American, born Los Angeles, 1965

I came into this world on the front seat of a ‘65 Buick station wagon.

My mother’s fourth child and ninth pregnancy, I was just about due and my mother, needing a break from my three older sisters, was checking into St. Francis Hospital in Lynwood at the last minute to rest her nerves for a few days. En route driving down Imperial Highway in Watts, she went into labor, raising herself onto her hands as I slid silently, without crying, onto the seat of my parents’ new car. "Drive faster, Wendell—she’s coming out," my mother pleaded with my father. He obliged and suddenly he had company—a police cruiser pulled up alongside their now-speeding car, and the officer began signaling for my father to roll down the window.

"She’s out, Wendell—don’t roll down the window. She’ll catch cold," my frightened mother implored, frantically worried that I, too, was a stillborn birth. She had already had four. She knew that the police car was alongside them, and figured that they were escorting us safely to the hospital. After all, it was one o’clock in the morning. We arrived at the hospital where the chief of police himself awaited my "fugitive" father; I was labeled "unclean" and placed in the room with my mother rather than in the infirmary with the infants that had been born at the hospital. It was only later that my mother found out that the police had not escorted them at all—they had held a shotgun trained on my father the whole time.

I was born less than two months after the Watts riots burned through south Los Angeles in August 1965.

I’ve told this story as long as I can remember; in our family’s lore, it had become a humorous anecdote. But today my sister told me she’s been reflecting on this story, and there’s actually not a damn thing funny about it.

I didn’t become interested in photography until I went to college.

I started to make art as a sophomore in college. I had had no previous interest in it; in fact, I distinctly remember remarking when I was applying to college that I couldn't imagine going and majoring in something utterly useless, like art. I had always liked to make snapshots and I don't remember exactly why, but at the end of my freshman year I decided to take a photography course. You had to be interviewed to take visual arts classes, and me going down for my interview into the basement of the Visual Arts building where the darkrooms were was like Dorothy entering Oz. It was a magical place and I wanted to inhabit it. Because my parents put no pressure on me to major in something practical, I chose to major in photography. I've never regretted that decision.

When I finished grad school, though, I promptly announced my retirement, disillusioned with the financial impracticality of trying to pursue an artistic career, especially because I didn't believe that art should be bought and sold. I thought art is the embodiment of ideas and ideas should be shared freely.
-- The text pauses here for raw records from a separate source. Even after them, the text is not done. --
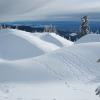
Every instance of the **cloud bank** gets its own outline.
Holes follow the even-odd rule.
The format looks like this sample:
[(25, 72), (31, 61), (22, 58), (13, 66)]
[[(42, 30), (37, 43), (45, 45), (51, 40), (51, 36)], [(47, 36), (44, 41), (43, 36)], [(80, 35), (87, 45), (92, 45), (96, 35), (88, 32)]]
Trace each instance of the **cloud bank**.
[(100, 18), (100, 0), (0, 0), (0, 21)]

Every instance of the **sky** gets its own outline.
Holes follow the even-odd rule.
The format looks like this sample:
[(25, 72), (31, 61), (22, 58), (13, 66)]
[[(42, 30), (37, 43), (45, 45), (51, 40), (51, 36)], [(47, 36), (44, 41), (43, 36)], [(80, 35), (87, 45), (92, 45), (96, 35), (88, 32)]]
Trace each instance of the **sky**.
[(0, 0), (0, 22), (100, 19), (100, 0)]

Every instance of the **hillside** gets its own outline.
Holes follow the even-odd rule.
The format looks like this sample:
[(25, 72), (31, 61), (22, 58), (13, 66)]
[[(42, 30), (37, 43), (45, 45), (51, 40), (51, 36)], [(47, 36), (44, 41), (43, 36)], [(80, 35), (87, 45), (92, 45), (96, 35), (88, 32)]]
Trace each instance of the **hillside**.
[[(0, 48), (1, 100), (100, 99), (95, 95), (95, 89), (100, 83), (100, 63), (97, 62), (100, 59), (100, 42), (96, 40), (98, 35), (82, 37), (86, 40), (88, 36), (91, 42), (73, 45), (70, 42), (69, 46), (65, 46), (65, 39), (60, 39), (60, 36), (53, 33), (30, 34), (18, 30), (5, 31), (1, 31), (0, 40), (2, 41), (0, 43), (7, 41), (6, 43), (9, 43), (9, 45), (1, 45), (4, 48), (3, 51)], [(8, 38), (4, 38), (7, 32), (9, 33)], [(11, 35), (14, 36), (14, 40)], [(15, 41), (19, 37), (21, 40)], [(95, 42), (92, 41), (93, 37)], [(35, 48), (38, 48), (37, 50), (45, 51), (43, 49), (45, 46), (47, 48), (54, 47), (54, 50), (46, 52), (46, 49), (45, 53), (39, 56), (31, 55), (23, 58), (18, 56), (18, 59), (5, 58), (7, 57), (4, 56), (6, 55), (5, 47), (6, 51), (9, 50), (9, 46), (12, 49), (15, 45), (11, 44), (15, 41), (15, 43), (18, 43), (16, 45), (20, 45), (20, 48), (22, 48), (23, 39), (28, 44), (32, 44), (32, 47), (35, 45)], [(66, 41), (66, 43), (68, 42)], [(42, 43), (42, 45), (39, 43)], [(26, 50), (25, 52), (29, 53)], [(13, 57), (14, 54), (16, 55), (16, 53), (11, 52), (8, 57)]]
[[(46, 35), (44, 37), (46, 37)], [(53, 40), (61, 45), (57, 45), (57, 42), (53, 42), (51, 35), (48, 37), (48, 41), (50, 40), (50, 42), (47, 42), (45, 39), (40, 39), (29, 32), (14, 29), (0, 30), (0, 58), (16, 60), (36, 57), (57, 50), (61, 48), (63, 44), (56, 39), (56, 37), (57, 35), (55, 35)], [(72, 45), (72, 42), (68, 42), (68, 40), (65, 41), (66, 46)]]
[(80, 38), (75, 44), (88, 43), (88, 42), (100, 42), (100, 34), (87, 34)]

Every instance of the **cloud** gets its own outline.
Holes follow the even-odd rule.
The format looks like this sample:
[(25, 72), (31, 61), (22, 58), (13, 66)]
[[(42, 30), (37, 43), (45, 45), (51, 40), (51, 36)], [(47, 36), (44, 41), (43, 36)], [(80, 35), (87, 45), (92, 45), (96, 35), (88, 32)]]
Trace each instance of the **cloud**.
[[(99, 0), (0, 0), (0, 21), (99, 18)], [(99, 16), (99, 17), (98, 17)]]

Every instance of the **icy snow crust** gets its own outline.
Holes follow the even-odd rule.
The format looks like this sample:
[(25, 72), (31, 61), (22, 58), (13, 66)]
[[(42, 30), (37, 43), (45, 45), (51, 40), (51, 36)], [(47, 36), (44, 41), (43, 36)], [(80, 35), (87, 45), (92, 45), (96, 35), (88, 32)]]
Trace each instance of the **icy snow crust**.
[(99, 100), (98, 36), (0, 30), (0, 100)]

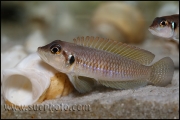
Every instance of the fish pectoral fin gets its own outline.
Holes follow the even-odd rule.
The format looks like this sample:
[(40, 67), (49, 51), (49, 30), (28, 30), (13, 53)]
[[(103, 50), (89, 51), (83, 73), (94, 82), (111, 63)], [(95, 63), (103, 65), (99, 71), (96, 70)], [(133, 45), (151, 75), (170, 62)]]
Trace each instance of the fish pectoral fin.
[(99, 80), (99, 83), (115, 89), (137, 89), (139, 87), (147, 85), (146, 80), (129, 80), (129, 81), (103, 81)]
[(86, 93), (93, 89), (95, 81), (93, 78), (68, 75), (75, 89), (80, 93)]

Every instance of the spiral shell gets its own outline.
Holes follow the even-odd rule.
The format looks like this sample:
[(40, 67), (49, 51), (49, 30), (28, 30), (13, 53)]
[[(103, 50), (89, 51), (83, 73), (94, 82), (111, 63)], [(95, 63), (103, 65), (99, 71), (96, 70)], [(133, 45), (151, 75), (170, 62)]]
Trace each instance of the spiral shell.
[(68, 77), (43, 62), (37, 53), (24, 58), (14, 68), (3, 70), (2, 94), (6, 103), (32, 105), (72, 92)]

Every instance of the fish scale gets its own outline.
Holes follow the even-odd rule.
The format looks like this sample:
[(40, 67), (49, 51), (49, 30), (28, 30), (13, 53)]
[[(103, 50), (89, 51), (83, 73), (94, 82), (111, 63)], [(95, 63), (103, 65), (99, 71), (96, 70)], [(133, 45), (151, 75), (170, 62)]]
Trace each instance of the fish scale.
[[(84, 52), (83, 50), (78, 50), (78, 51), (74, 51), (73, 53), (76, 56), (76, 62), (74, 65), (75, 67), (73, 68), (73, 70), (77, 69), (78, 71), (80, 71), (80, 73), (77, 74), (81, 76), (86, 75), (88, 77), (93, 76), (94, 78), (98, 78), (98, 79), (105, 78), (106, 80), (117, 81), (119, 79), (120, 80), (127, 80), (127, 79), (132, 80), (134, 78), (143, 79), (143, 78), (147, 78), (147, 76), (150, 75), (148, 74), (148, 72), (146, 72), (150, 70), (148, 66), (142, 66), (137, 62), (134, 62), (130, 59), (118, 55), (114, 55), (112, 53), (97, 51), (96, 49), (91, 49), (91, 48), (88, 49), (89, 49), (87, 50), (88, 52)], [(136, 71), (137, 74), (134, 74), (133, 71)], [(144, 71), (144, 73), (142, 74), (141, 71)]]

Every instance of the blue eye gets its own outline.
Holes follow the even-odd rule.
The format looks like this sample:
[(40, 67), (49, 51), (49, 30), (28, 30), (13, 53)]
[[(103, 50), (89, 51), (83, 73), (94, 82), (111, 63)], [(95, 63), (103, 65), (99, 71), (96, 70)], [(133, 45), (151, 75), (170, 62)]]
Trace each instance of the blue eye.
[(74, 56), (73, 56), (73, 55), (70, 55), (70, 56), (69, 56), (69, 64), (70, 64), (70, 65), (73, 64), (74, 61), (75, 61)]
[(50, 47), (50, 49), (51, 49), (51, 53), (58, 54), (61, 51), (61, 46), (60, 45), (52, 45)]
Talking to another artist friend during that hiatus, I said that I didn't consider myself an artist anymore, and she said that she believed that if you are truly an artist, you always are, in everything you do, whether or not you are actively engaged in producing "art" objects. She was right, I think -- during the several years when I didn't make any art I was constantly, almost daily thinking about new bodies of work that I might someday make. I make art now only intermittently, and I would have to say that in my experience it isn't a choice to be an artist, and it is an absolute luxury to be able to practice artmaking.